January 7, 2010 at 11:40 pm
(8) Mike KImber says:

Shishmaref, as well as other Bering Strait villages are currently experiencing massive erosion along the beaches and some are in the process or planning for whole village relocation. Others are in the process of planning and completing erosion control devices.

Some of these village sites have been occupied over the last several thousand years, or longer, without the threat of erosion at the current levels.

The communities are working hard to preserve their cultures despite the changes in conditions. Only time will tell .

January 10, 2010 at 9:04 pm
(9) Ken says:

Before the Little Ice Age that started around the beginning of the 14th century, most of Greenland was free of ice, in the summer. And even now with all the global warming land on Greenland that was farmed by the Vikings is still under ice.
To find out how high sea levels will rise if Greenland’s glaciers melt just look at what the sea levels were before the 14th century. There are plenty of buildings and other construction from that time still standing in Europe. Just look at where the water level was then.
I don’t think things will get as bad as all the doomsayers predict. If your paycheck is from forecasting doom, you forecast doom, big time!

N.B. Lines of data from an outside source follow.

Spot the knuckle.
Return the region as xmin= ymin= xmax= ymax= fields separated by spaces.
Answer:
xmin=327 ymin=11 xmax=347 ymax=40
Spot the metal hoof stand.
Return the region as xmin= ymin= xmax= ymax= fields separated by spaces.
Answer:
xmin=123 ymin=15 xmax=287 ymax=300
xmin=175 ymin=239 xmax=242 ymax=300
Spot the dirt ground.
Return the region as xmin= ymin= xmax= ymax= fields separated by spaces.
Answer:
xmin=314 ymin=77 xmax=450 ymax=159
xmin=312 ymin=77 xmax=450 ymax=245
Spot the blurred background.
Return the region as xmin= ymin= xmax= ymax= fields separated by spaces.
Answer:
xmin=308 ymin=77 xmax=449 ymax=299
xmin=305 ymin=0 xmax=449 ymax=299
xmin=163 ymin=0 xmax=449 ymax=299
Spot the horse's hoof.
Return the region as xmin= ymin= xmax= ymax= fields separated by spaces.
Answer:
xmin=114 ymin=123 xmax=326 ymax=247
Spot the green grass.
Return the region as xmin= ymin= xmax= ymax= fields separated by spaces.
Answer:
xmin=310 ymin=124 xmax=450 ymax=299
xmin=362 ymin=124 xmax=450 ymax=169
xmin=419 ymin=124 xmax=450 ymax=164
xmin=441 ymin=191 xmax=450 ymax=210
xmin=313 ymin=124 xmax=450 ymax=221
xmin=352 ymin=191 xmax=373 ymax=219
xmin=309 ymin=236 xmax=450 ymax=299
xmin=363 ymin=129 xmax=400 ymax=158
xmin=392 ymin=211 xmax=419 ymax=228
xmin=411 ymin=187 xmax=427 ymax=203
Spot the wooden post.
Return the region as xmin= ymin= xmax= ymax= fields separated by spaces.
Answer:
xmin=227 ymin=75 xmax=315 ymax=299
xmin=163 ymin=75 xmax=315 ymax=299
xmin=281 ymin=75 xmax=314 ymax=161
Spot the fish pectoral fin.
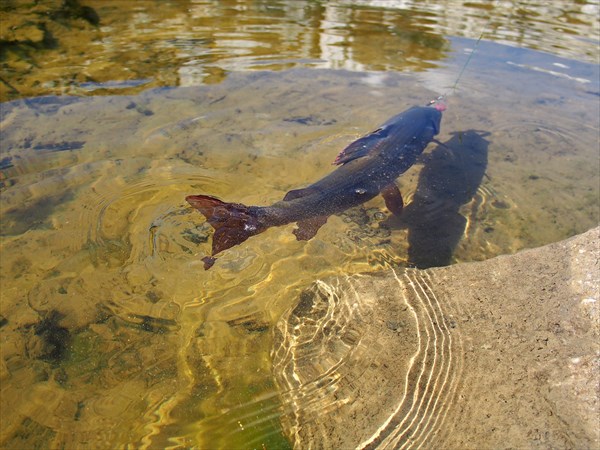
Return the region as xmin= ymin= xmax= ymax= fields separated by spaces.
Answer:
xmin=283 ymin=187 xmax=318 ymax=201
xmin=432 ymin=138 xmax=455 ymax=156
xmin=293 ymin=215 xmax=329 ymax=241
xmin=381 ymin=183 xmax=404 ymax=215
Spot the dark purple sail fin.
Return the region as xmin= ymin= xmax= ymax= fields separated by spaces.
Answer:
xmin=381 ymin=183 xmax=404 ymax=215
xmin=333 ymin=127 xmax=390 ymax=165
xmin=293 ymin=215 xmax=329 ymax=241
xmin=186 ymin=194 xmax=267 ymax=268
xmin=283 ymin=187 xmax=319 ymax=201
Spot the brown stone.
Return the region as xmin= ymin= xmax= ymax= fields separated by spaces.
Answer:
xmin=274 ymin=227 xmax=599 ymax=448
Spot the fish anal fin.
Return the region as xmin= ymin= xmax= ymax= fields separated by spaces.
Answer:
xmin=293 ymin=215 xmax=329 ymax=241
xmin=283 ymin=187 xmax=318 ymax=201
xmin=381 ymin=183 xmax=404 ymax=215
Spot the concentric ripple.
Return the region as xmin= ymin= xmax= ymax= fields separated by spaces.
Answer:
xmin=272 ymin=269 xmax=463 ymax=449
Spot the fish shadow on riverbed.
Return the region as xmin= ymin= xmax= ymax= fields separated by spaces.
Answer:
xmin=384 ymin=130 xmax=490 ymax=268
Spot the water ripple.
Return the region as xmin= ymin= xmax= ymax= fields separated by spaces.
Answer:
xmin=272 ymin=269 xmax=464 ymax=448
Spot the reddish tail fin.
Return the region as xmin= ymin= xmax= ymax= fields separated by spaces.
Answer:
xmin=186 ymin=195 xmax=267 ymax=268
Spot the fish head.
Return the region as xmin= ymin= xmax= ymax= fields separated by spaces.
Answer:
xmin=430 ymin=107 xmax=443 ymax=135
xmin=415 ymin=105 xmax=443 ymax=136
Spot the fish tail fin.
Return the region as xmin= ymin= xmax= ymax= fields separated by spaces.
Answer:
xmin=186 ymin=195 xmax=267 ymax=267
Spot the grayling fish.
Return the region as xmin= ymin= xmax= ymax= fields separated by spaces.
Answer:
xmin=187 ymin=102 xmax=445 ymax=269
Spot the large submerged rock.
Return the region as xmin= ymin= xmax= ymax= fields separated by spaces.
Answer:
xmin=273 ymin=227 xmax=599 ymax=449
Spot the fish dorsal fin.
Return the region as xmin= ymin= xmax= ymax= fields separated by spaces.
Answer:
xmin=333 ymin=127 xmax=390 ymax=165
xmin=283 ymin=187 xmax=318 ymax=201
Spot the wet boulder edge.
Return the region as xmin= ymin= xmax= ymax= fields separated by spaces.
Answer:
xmin=274 ymin=226 xmax=600 ymax=449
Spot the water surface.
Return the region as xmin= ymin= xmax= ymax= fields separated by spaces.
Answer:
xmin=0 ymin=0 xmax=599 ymax=448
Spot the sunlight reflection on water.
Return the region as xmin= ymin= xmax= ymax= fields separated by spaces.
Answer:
xmin=1 ymin=0 xmax=598 ymax=100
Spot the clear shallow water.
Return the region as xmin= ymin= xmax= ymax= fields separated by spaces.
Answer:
xmin=1 ymin=0 xmax=599 ymax=448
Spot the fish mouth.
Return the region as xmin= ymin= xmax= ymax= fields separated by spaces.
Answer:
xmin=429 ymin=95 xmax=447 ymax=112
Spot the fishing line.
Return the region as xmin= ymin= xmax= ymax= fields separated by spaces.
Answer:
xmin=428 ymin=9 xmax=496 ymax=110
xmin=450 ymin=8 xmax=497 ymax=95
xmin=449 ymin=25 xmax=488 ymax=95
xmin=426 ymin=10 xmax=496 ymax=147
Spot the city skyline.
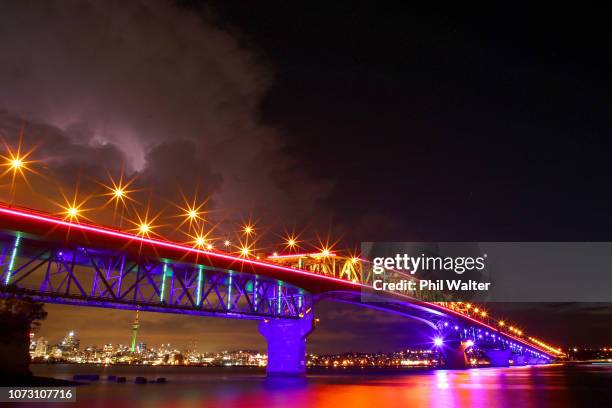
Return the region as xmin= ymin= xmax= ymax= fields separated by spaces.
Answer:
xmin=33 ymin=302 xmax=611 ymax=354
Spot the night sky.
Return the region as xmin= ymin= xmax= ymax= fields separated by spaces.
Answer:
xmin=0 ymin=2 xmax=610 ymax=351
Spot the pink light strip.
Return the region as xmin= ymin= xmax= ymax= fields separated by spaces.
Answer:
xmin=268 ymin=252 xmax=338 ymax=259
xmin=0 ymin=205 xmax=361 ymax=287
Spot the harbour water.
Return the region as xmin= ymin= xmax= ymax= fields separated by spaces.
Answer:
xmin=30 ymin=363 xmax=612 ymax=407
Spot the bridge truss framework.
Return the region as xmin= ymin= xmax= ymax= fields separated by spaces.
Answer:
xmin=0 ymin=234 xmax=311 ymax=320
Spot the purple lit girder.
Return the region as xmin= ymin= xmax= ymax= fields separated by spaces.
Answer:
xmin=0 ymin=235 xmax=311 ymax=320
xmin=317 ymin=290 xmax=552 ymax=362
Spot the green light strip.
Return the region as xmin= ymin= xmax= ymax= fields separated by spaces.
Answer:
xmin=196 ymin=265 xmax=203 ymax=306
xmin=160 ymin=263 xmax=167 ymax=302
xmin=227 ymin=271 xmax=233 ymax=310
xmin=298 ymin=289 xmax=303 ymax=309
xmin=277 ymin=281 xmax=283 ymax=314
xmin=4 ymin=235 xmax=21 ymax=285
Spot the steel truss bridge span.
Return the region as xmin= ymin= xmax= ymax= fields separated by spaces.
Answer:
xmin=0 ymin=205 xmax=559 ymax=374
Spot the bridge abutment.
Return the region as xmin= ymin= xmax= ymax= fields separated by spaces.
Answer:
xmin=259 ymin=313 xmax=314 ymax=376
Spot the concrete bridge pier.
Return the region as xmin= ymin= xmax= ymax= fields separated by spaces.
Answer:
xmin=485 ymin=349 xmax=511 ymax=367
xmin=259 ymin=313 xmax=314 ymax=376
xmin=441 ymin=340 xmax=469 ymax=369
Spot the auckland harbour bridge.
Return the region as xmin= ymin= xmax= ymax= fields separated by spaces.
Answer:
xmin=0 ymin=203 xmax=564 ymax=375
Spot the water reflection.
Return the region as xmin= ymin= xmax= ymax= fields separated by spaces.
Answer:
xmin=30 ymin=363 xmax=612 ymax=408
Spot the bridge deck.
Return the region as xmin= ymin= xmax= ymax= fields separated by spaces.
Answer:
xmin=0 ymin=204 xmax=560 ymax=359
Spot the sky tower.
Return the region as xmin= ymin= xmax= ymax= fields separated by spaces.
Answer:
xmin=130 ymin=310 xmax=139 ymax=353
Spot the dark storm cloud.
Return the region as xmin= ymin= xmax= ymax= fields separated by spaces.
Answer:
xmin=0 ymin=0 xmax=330 ymax=229
xmin=0 ymin=0 xmax=335 ymax=352
xmin=0 ymin=110 xmax=128 ymax=205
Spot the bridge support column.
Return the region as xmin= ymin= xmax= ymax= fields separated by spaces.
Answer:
xmin=485 ymin=349 xmax=511 ymax=367
xmin=259 ymin=313 xmax=314 ymax=376
xmin=441 ymin=340 xmax=469 ymax=369
xmin=512 ymin=353 xmax=526 ymax=366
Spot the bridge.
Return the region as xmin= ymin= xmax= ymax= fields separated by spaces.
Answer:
xmin=0 ymin=203 xmax=564 ymax=375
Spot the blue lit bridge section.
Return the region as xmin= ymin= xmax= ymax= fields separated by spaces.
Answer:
xmin=0 ymin=233 xmax=311 ymax=320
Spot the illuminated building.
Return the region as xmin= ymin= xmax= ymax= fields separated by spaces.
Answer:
xmin=60 ymin=331 xmax=80 ymax=356
xmin=130 ymin=310 xmax=140 ymax=353
xmin=34 ymin=337 xmax=48 ymax=358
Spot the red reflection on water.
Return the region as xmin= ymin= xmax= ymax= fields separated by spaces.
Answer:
xmin=30 ymin=364 xmax=608 ymax=408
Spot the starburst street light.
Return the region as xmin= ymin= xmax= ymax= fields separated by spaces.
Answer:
xmin=138 ymin=223 xmax=151 ymax=235
xmin=173 ymin=190 xmax=209 ymax=232
xmin=67 ymin=206 xmax=79 ymax=218
xmin=283 ymin=232 xmax=302 ymax=251
xmin=55 ymin=188 xmax=91 ymax=223
xmin=315 ymin=235 xmax=339 ymax=258
xmin=1 ymin=138 xmax=40 ymax=191
xmin=242 ymin=223 xmax=255 ymax=236
xmin=179 ymin=204 xmax=204 ymax=226
xmin=113 ymin=187 xmax=125 ymax=199
xmin=195 ymin=235 xmax=206 ymax=247
xmin=130 ymin=208 xmax=162 ymax=238
xmin=100 ymin=171 xmax=138 ymax=208
xmin=235 ymin=237 xmax=257 ymax=258
xmin=10 ymin=157 xmax=22 ymax=169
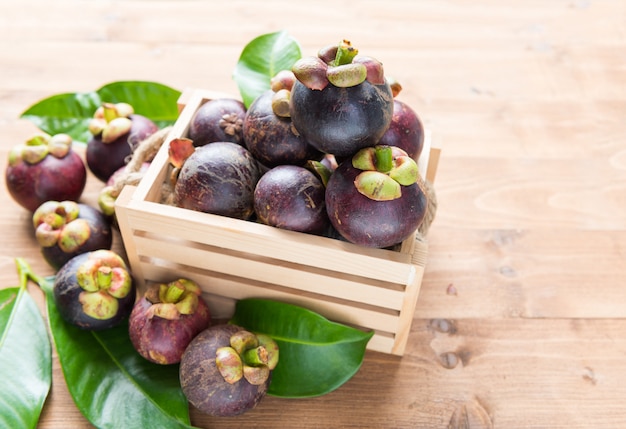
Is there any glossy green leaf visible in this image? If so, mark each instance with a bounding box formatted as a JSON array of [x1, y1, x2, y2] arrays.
[[233, 30, 302, 108], [230, 298, 374, 398], [20, 81, 181, 144], [0, 259, 51, 429], [39, 278, 195, 429]]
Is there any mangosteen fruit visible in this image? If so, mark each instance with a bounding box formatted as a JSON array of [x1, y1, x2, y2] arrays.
[[86, 102, 158, 182], [33, 200, 113, 270], [378, 99, 425, 161], [325, 145, 428, 248], [188, 98, 246, 147], [243, 89, 322, 168], [254, 165, 329, 235], [289, 40, 394, 158], [5, 133, 87, 212], [129, 278, 211, 365], [179, 324, 279, 417], [173, 140, 262, 220], [53, 249, 135, 330]]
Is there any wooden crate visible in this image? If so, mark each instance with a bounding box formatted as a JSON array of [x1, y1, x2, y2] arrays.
[[115, 89, 439, 356]]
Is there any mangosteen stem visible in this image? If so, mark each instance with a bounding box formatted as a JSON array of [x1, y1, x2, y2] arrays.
[[102, 103, 119, 123], [97, 266, 113, 289], [43, 212, 66, 229], [375, 145, 393, 174], [162, 282, 185, 303], [241, 346, 269, 367], [256, 334, 280, 370], [333, 40, 358, 66], [26, 133, 49, 147]]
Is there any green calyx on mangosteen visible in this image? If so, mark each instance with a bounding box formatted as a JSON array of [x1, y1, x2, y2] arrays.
[[325, 145, 428, 248], [180, 324, 279, 417], [86, 102, 158, 182], [289, 40, 394, 158], [53, 249, 135, 330], [129, 278, 211, 365], [5, 133, 87, 212], [33, 200, 113, 270], [351, 145, 420, 201]]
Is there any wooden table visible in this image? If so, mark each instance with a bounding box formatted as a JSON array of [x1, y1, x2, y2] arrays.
[[2, 1, 625, 428]]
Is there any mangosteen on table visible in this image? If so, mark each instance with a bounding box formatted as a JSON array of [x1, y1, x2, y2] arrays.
[[179, 324, 279, 417], [53, 249, 135, 330], [86, 102, 158, 182], [128, 278, 211, 365], [32, 200, 113, 270], [254, 164, 329, 235], [5, 133, 87, 212], [325, 145, 428, 248], [289, 40, 394, 158], [188, 98, 247, 147]]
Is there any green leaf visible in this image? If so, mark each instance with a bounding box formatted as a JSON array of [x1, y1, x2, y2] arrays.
[[0, 259, 51, 429], [233, 30, 302, 108], [96, 81, 181, 128], [20, 81, 181, 144], [20, 92, 101, 144], [230, 298, 374, 398], [39, 278, 195, 429]]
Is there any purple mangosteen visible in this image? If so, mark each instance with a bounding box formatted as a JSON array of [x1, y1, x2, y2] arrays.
[[325, 145, 428, 248], [5, 133, 87, 212], [289, 40, 394, 158], [86, 102, 158, 182]]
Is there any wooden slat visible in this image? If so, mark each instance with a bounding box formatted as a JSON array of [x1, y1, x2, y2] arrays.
[[118, 197, 420, 284], [132, 234, 409, 310], [137, 262, 404, 338]]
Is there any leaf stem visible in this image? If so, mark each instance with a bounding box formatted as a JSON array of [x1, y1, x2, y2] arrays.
[[14, 258, 45, 291]]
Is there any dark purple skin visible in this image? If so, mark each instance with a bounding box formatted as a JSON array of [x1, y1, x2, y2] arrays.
[[86, 114, 158, 182], [378, 99, 425, 161], [39, 204, 113, 270], [243, 90, 322, 168], [179, 324, 270, 417], [5, 150, 86, 212], [128, 293, 211, 365], [174, 142, 261, 220], [289, 79, 394, 157], [254, 165, 329, 235], [325, 160, 428, 248], [53, 252, 136, 330], [188, 98, 247, 147]]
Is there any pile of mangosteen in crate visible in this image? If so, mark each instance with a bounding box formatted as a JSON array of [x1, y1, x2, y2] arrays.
[[4, 36, 437, 419], [168, 40, 434, 249]]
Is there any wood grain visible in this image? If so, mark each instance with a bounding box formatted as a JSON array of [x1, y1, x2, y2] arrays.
[[1, 0, 626, 428]]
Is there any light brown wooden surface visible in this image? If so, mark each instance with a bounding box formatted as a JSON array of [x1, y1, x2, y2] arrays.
[[1, 1, 625, 428]]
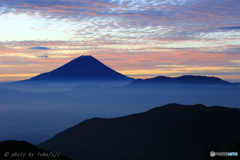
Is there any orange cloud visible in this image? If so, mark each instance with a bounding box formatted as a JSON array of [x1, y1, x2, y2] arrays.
[[1, 39, 240, 82]]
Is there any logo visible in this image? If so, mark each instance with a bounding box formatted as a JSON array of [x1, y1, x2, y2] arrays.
[[210, 151, 238, 157], [210, 151, 215, 157]]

January 19, 2010 at 2:41 pm
(10) Ed Darrell says:

Bering Strait is a literal choke point for climate change, with regard to ice floes and current flows. Did you all see the National Science Foundation release on the stuff last year? I blogged it here.

January 27, 2010 at 3:05 am
(11) Buzz says:

Ken, You need to do a little research. The Greenland ice sheet has been in existence for at least 100,000 years, and more likely 400,000 to 900,000 years.

I also wish people would quit insulting climate scientists with this crap about forecasting doom to increase their funding. The climate scientists I know are dedicated professionals who are desperately trying to provide us with accurate information so we can understand what is happening and what we need to do.

January 30, 2010 at 4:55 pm
(12) Ed Darrell says:

If your paycheck is from forecasting doom, you forecast doom, big time!

Who gets paid for forecasting doom? No one.

Who gets paid to cover up such forecasts, to continue profligate living until the end?

The grasshoppers never learn from the ants. Never.